Clinical Documentation Integrity: Where Business Acumen Governs High Performance

Clinical documentation integrity (CDI) as a profession is quite similar in nature to running a business. Successful businesses exhibit certain operational qualities and traits that serve to ensure continued growth and prosperity, and their leaders possess a long-term vision and ability to consistently meet, exceed, and solidly predict current and future needs of their customers.

Incorporation of business acumen mindsets and principles into processes and operational decisions is instrumental in achieving high performance from a financial and competitive marketplace perspective. As clinical documentation integrity specialists (CDISs), we are operating a business within the business of healthcare delivery. There are specific duties and responsibilities we are tasked with that form the core basis for documentation improvement. Chart review, identification of potential documentation insufficiencies and/or inconsistencies, and the generation of clinical clarification queries when appropriate are germane and fundamental to such assignments.

Inarguably, there is certain degree of transactional repetitiveness associated with CDI in our quest to secure complete, clear, concise, and consistent documentation through the chart review process. There is one aspect of operating a business that is critical yet strikingly missing from the CDI equation, detracting from the professional’s ability to achieve optimal performance, return on investment, and close alignment and integration with the revenue cycle.

The Critical Missing Element

The critical element missing from the standard operations of CDI is the incorporation of the basic elements of business operations that increase the ultimate likelihood of success. Without the commitment to instill standard traditional business policies into our programs, we will never as a profession achieve the best possible performance for our organizations.  

What do I mean by this? Any successful business leader appreciates the importance of putting into play a forward-thinking plan of action to continually enhance efficiency and effectiveness; increase profitability with cost savings and expanded revenue streams; instill customer loyalty and commitment; and strive toward continuous quality improvement while securing a competitive position in the marketplace. A sound principle of business is adherence to the concept of SOWT:

  • Strengths
  • Weaknesses
  • Opportunities
  • Threats

Unfortunately, this business mindset – which is necessary for improving the quality and effectiveness of documentation – is largely missing in many cases.

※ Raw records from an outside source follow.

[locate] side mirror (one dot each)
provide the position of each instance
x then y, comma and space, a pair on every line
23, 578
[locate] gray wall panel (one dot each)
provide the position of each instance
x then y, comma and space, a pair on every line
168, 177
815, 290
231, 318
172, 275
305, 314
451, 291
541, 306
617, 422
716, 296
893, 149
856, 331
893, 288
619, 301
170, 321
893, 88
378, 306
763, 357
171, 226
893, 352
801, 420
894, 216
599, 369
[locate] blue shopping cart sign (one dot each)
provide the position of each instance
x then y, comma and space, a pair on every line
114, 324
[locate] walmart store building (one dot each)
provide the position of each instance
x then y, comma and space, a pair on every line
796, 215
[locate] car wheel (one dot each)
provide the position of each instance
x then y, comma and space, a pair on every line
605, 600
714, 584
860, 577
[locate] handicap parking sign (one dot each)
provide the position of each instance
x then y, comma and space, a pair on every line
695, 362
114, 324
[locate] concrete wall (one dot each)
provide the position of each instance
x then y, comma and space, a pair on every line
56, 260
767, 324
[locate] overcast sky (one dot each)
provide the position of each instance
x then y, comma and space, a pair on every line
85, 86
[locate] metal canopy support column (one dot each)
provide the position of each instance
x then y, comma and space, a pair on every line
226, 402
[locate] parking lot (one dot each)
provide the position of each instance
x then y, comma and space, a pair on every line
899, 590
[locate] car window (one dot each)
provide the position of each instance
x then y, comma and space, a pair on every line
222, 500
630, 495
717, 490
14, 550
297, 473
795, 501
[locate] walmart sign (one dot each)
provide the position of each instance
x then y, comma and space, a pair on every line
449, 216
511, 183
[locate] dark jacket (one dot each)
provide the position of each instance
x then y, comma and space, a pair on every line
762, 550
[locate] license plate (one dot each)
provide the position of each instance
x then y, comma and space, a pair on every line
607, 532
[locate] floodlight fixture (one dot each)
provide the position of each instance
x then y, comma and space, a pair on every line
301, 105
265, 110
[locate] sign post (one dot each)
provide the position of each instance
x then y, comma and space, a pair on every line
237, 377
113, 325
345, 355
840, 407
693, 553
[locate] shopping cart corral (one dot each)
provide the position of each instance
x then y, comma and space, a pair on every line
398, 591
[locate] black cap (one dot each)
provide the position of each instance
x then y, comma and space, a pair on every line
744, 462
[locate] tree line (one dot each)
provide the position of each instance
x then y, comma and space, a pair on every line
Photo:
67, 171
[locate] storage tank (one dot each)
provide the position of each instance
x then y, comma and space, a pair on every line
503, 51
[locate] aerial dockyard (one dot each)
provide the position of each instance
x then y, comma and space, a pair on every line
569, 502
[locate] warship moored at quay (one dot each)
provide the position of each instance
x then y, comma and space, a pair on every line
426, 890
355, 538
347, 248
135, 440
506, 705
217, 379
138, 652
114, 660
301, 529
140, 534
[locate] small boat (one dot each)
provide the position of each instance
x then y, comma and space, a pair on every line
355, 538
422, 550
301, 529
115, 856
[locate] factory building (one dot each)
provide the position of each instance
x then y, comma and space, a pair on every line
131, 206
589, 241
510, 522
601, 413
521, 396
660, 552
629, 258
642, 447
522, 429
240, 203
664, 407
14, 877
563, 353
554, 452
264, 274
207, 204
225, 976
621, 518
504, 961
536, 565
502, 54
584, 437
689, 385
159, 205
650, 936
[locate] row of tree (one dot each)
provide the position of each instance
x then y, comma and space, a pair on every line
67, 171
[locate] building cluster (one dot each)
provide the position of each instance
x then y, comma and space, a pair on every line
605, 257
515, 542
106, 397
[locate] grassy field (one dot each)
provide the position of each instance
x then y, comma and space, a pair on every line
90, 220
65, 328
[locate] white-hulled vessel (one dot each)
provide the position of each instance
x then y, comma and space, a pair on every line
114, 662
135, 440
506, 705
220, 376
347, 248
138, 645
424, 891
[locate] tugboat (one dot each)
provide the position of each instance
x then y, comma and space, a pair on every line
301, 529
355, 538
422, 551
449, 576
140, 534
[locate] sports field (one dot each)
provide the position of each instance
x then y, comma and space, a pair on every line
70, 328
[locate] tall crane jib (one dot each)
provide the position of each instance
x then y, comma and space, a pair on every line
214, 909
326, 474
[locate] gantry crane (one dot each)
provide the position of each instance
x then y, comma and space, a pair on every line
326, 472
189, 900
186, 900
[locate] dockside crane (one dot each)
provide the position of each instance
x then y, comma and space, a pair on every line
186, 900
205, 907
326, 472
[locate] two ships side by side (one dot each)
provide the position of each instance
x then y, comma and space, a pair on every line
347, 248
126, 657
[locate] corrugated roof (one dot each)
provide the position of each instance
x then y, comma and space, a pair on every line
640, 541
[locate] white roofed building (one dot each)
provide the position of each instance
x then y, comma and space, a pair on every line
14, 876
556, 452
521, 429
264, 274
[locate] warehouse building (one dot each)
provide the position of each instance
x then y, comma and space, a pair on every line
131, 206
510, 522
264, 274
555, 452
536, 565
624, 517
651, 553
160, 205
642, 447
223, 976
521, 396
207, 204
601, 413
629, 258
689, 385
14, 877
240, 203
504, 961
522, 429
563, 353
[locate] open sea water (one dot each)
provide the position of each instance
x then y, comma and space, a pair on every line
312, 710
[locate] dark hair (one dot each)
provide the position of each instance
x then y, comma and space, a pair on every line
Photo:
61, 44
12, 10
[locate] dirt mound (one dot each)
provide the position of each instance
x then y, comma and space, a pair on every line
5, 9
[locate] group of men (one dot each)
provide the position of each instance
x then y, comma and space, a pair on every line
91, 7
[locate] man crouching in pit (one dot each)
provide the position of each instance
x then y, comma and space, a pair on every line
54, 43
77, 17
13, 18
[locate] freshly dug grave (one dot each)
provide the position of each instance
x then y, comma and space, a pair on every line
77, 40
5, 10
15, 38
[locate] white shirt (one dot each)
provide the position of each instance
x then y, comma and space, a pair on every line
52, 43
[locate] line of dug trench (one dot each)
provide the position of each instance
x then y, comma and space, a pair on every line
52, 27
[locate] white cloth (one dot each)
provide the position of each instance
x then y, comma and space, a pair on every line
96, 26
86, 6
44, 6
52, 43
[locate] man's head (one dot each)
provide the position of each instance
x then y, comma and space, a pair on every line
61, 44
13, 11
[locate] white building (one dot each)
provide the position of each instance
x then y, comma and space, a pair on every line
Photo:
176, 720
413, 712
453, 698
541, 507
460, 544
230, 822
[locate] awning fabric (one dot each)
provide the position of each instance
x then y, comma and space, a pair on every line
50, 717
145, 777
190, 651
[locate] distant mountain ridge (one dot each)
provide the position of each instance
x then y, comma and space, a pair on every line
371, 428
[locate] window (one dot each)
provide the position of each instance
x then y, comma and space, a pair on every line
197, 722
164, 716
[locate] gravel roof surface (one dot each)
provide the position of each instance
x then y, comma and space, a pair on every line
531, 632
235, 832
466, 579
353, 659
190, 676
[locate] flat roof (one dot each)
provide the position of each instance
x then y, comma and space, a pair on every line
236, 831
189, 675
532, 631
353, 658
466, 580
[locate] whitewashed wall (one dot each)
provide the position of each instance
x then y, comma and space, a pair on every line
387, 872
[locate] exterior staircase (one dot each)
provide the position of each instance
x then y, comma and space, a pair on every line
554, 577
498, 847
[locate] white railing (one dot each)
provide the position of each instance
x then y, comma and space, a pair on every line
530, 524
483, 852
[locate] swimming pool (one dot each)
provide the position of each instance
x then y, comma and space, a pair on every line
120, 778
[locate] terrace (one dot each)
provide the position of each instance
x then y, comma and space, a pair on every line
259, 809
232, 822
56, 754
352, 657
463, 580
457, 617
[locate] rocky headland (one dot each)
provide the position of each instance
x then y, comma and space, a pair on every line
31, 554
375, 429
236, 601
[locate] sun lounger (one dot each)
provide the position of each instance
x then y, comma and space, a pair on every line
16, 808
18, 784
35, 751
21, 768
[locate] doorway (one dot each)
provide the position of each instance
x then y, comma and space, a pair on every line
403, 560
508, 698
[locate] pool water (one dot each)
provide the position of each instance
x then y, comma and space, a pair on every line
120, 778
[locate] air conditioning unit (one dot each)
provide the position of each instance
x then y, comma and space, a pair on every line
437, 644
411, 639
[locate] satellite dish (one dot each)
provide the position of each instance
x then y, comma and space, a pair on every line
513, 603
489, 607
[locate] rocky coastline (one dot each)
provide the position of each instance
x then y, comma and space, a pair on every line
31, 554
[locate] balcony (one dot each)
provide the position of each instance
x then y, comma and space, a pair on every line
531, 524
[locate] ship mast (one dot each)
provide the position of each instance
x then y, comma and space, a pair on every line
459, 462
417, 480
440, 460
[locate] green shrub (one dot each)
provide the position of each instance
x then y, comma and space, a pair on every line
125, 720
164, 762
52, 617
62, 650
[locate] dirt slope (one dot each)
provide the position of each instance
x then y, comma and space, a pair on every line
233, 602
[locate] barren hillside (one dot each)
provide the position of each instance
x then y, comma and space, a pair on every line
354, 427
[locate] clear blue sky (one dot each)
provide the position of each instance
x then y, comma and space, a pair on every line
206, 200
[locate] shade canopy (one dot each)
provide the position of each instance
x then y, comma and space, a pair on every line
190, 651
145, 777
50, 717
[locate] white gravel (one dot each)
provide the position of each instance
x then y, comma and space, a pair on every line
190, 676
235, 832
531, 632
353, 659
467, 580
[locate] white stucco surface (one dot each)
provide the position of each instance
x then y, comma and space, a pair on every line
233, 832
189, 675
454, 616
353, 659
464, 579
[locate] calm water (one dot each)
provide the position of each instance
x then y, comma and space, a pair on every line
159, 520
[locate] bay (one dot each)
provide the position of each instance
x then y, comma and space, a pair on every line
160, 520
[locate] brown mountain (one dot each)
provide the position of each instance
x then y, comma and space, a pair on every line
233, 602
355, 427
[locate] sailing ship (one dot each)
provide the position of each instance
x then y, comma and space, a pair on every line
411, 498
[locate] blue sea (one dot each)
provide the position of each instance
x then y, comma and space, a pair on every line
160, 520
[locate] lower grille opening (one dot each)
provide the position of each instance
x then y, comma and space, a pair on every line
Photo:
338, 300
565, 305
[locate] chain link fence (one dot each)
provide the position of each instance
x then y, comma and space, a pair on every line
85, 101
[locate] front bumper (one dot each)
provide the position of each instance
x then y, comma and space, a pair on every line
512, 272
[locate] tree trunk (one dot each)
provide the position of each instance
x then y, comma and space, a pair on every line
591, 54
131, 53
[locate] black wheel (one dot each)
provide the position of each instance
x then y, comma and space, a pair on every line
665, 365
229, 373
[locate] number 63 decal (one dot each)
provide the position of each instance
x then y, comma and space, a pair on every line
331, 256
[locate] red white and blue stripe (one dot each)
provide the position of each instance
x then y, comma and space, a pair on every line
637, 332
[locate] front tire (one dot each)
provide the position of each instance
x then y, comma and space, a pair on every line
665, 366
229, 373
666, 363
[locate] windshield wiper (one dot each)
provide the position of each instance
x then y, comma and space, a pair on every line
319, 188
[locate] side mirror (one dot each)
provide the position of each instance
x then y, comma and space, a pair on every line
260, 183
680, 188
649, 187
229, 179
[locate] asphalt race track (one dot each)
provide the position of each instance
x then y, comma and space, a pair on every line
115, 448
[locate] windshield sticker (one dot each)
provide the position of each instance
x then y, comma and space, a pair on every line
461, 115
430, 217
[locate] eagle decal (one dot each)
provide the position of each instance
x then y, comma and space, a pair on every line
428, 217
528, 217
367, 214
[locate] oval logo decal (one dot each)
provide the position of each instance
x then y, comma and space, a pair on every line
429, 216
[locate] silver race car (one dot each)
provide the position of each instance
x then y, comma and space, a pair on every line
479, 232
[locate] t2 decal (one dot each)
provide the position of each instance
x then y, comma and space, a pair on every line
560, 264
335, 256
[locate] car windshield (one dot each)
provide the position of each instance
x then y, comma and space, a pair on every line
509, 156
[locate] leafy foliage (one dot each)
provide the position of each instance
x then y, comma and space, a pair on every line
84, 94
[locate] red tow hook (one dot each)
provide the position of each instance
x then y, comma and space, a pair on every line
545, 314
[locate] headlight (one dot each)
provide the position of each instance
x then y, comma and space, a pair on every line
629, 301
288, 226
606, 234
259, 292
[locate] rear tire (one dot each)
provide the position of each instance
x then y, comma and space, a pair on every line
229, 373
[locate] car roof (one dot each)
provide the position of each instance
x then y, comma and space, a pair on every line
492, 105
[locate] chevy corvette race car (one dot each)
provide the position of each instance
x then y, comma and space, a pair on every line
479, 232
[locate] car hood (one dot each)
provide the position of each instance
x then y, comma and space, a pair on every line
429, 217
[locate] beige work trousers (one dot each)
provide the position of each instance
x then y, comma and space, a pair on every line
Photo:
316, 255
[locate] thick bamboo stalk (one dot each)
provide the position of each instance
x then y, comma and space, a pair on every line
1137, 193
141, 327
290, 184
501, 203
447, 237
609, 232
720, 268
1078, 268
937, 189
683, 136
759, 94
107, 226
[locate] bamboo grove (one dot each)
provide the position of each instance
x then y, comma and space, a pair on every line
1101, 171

Why is this? Operating a business requires absolute commitment to maintaining situational awareness. This includes understanding where the business presently is, where is it going, what the primary obstacles, true deliverable outcomes, and identified weaknesses and threats are. The question to ask yourself is this: are we achieving best performance? In some respects, we are conducting CDI in a vacuum, oblivious to the environment in which we operate.

Situational Awareness: A Best Practice Strategy

Situational awareness means continually looking out for potential threats in the marketplace, identifying and capitalizing upon trend-setting opportunities for documentation improvement, subscribing to the concept of proactivity versus reactivity, and addressing likely weaknesses and counterintuitive/counterproductive processes before they materialize. Let’s look at present-day CDI initiatives from a global perspective, drilling down to the theory of limitations that contributes to less-than-optimal achievement.

Current CDI revolves around the query process, with the notion that queries initiate a series of processes culminating in improved revenue capture through “maximized” ICD-10 coding. Key performance indicator components utilized in judging overall success are centered on the query process, i.e., number of queries issued, responded to, and responded to affirmatively. Other questions asked include whether the query was for a CC or MCC or principal diagnosis selection, and what the impact was upon reimbursement.

What is fundamentally lacking is measurement of whether diagnosis procurement translates into net patient revenue. This is particularly important given the heightened scrutiny by outside third-party payers determined to question and refute the validity of high-severity diagnosis based on “clinical validation.” Then there is the issue of specific documentation requirements often found to be lacking in the record, as identified by Centers for Medicare & Medicaid Services (CMS) Medicare Administrative Contractors (MACs) and Comprehensive Error Rate Testing (CERT) contractors in their prepayment and post-payment reviews of highly expensive procedures such as dual chamber/single chamber pacemakers, hip replacements, and automatic implantable conversion defibrillators, to name just a few. Lack of or insufficient documentation substantiating medical necessity for the procedures in the first place leads to unnecessary self-inflicted denials that can be quite costly.

Indisputably, the search for a secondary diagnosis in a CDI chart review that supposedly increases reimbursement capture serves no purpose when the entire stay generates no revenue and in fact costs the hospital significant sums.

An Incremental Approach to CDI

The profession of CDI must realize that we are operating a business requiring keen business skills, mindsets, and thought leadership. An unrelenting focus on present-day key performance indicators (KPIs) driving day-to-day CDI activities without instilling elements of business operations is an exercise in futility, detracting significantly from the value-add of CDI.

I call on CDI leadership to take the bull by the horns, take stock in your programs, and embrace and interject true business processes that meaningfully align with the revenue cycle processes of the hospital.